Por: Luis Reed Torres
Algunos años atrás corrieron ríos de tinta –y aun el asunto llegó al Congreso de la Unión– sobre la conveniencia o no de cambiar el nombre oficial de nuestro país –Estados Unidos Mexicanos–, por el de México. Y me parece que en estos momentos de unión entre los mexicanos a raíz de los trágicos sucesos acaecidos recientemente, debería retomarse de nuevo el asunto. Así, resulta oportuno reflexionar, aunque sea de manera sucinta, sobre diversos antecedentes históricos que seguramente arrojarán luz sobre el particular.
En 1325, los aztecas –“mexica-tenóchcatl”– fundaron México-Tenochtitlán en honor de Tenoch, uno de sus antiguos jefes y, tras la conquista, el territorio pasó a llamarse Nueva España, con la ciudad de México como capital. El nombre perduró trescientos años. Entretanto, el vecino país del norte declaró su independencia como los Estados Unidos de América –4 de julio de 1776– y el nombre quedó ratificado en la Constitución promulgada el 17 de septiembre de 1787.
Durante el inicio de la guerra de independencia, don Miguel Hidalgo escribió en relación a los “derechos sacrosantos e imprescriptibles de que se ha despojado a la nación mexicana”, según consta en la copiosa documentación publicada por don Juan Hernández y Dávalos, cuya consulta es imprescindible.
Morelos, por su parte, tras hablar en varios momentos de la “América mexicana”, concluye del modo siguiente una carta enviada el 14 de julio de 1815 al Presidente de los Estados Unidos de América (James Madison), en que le insta a reconocer la independencia del vecino del sur: “Palacio Nacional del Supremo Gobierno Mexicano en Puruarán”.
Iturbide, a su vez, luego de referir en el Plan de Iguala que “la Nueva España es independiente de la antigua y de otra potencia, aun de nuestro continente”, escribe después del “Imperio Mexicano”, cuya acta de independencia se dio a la luz pública el 28 de septiembre de 1821.

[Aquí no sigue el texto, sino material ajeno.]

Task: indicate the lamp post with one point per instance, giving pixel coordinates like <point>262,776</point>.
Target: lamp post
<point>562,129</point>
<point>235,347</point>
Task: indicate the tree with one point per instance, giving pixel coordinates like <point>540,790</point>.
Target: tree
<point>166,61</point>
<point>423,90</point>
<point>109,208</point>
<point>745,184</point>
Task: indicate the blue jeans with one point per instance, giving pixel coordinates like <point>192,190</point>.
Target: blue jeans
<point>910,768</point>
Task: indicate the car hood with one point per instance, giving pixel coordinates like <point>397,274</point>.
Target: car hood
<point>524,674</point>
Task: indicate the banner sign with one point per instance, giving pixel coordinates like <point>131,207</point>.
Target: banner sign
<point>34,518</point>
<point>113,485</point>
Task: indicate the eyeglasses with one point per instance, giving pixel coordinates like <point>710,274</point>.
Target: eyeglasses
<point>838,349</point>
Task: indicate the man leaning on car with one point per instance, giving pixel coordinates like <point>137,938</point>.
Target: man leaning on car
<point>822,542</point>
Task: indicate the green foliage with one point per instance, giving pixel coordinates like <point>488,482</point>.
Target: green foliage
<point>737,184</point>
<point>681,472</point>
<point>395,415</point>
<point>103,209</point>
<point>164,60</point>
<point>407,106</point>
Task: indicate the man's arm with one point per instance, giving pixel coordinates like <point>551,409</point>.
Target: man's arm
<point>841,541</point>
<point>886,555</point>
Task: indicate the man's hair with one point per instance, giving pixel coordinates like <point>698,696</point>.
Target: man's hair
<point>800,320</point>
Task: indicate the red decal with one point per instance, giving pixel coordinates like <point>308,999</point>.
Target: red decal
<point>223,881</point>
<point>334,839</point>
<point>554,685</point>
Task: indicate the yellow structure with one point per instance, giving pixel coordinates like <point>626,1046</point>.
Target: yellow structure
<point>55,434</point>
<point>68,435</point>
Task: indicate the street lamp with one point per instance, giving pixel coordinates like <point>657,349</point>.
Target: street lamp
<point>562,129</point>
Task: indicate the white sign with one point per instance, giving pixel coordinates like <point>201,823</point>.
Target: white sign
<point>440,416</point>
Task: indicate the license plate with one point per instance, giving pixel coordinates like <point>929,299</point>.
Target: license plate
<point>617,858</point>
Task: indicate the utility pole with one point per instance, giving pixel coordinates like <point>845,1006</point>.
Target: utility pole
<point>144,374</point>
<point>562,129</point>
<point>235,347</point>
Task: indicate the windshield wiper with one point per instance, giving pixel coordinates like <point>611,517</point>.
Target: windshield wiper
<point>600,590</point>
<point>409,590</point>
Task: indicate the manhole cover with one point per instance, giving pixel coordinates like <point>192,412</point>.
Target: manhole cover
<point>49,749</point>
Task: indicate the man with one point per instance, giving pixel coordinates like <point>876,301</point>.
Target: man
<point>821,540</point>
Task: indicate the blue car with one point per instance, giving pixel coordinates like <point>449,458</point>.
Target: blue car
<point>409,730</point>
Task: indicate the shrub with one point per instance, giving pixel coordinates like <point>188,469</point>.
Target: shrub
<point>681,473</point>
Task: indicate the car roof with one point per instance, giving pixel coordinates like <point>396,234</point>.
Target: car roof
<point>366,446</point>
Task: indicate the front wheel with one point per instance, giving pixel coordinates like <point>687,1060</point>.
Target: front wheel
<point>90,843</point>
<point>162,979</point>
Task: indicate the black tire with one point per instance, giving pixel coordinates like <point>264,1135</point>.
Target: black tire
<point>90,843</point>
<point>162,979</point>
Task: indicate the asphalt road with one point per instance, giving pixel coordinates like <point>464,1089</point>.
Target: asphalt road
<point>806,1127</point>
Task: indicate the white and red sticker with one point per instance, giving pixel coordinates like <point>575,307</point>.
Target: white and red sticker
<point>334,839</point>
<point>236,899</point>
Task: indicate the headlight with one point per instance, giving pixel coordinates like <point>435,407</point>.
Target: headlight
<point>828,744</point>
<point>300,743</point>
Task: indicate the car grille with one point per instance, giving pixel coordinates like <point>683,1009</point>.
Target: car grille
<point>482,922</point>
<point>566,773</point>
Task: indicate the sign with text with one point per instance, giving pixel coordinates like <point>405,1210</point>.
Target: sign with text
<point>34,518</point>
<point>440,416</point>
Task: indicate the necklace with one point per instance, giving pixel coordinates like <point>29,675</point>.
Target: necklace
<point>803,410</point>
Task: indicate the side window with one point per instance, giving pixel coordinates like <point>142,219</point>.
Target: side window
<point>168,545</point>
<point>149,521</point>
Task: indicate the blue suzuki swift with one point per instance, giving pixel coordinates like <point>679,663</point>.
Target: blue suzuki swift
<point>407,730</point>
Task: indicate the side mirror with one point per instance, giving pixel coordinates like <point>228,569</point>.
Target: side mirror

Por otra parte, caído el Primer Imperio, hubo voces que se opusieron al federalismo por considerarlo un espejismo alucinante de la modernidad y una copia del sistema adoptado en Estados Unidos de América. La tesis que lo favorecía era la siguiente, según anota el doctor Edmundo O’ Gorman: “Constituir a la nueva nación de acuerdo con el modo de ser de Estados Unidos. Se alcanzará así la prosperidad social y material lograda por el modelo norteamericano” (México, el Trauma de su Historia).
A su vez, el doctor Luis Malpica de Lamadrid refiere que Fray Servando Teresa de Mier no se opuso al federalismo en sí, sino más bien al federalismo tipo norteamericano que en México equivalía a sembrar una división. En otras palabras, como dijo el historiador Alfonso Junco: la República Federal unió lo disperso en Estados Unidos de América, en tanto que aquí dispersó lo unido.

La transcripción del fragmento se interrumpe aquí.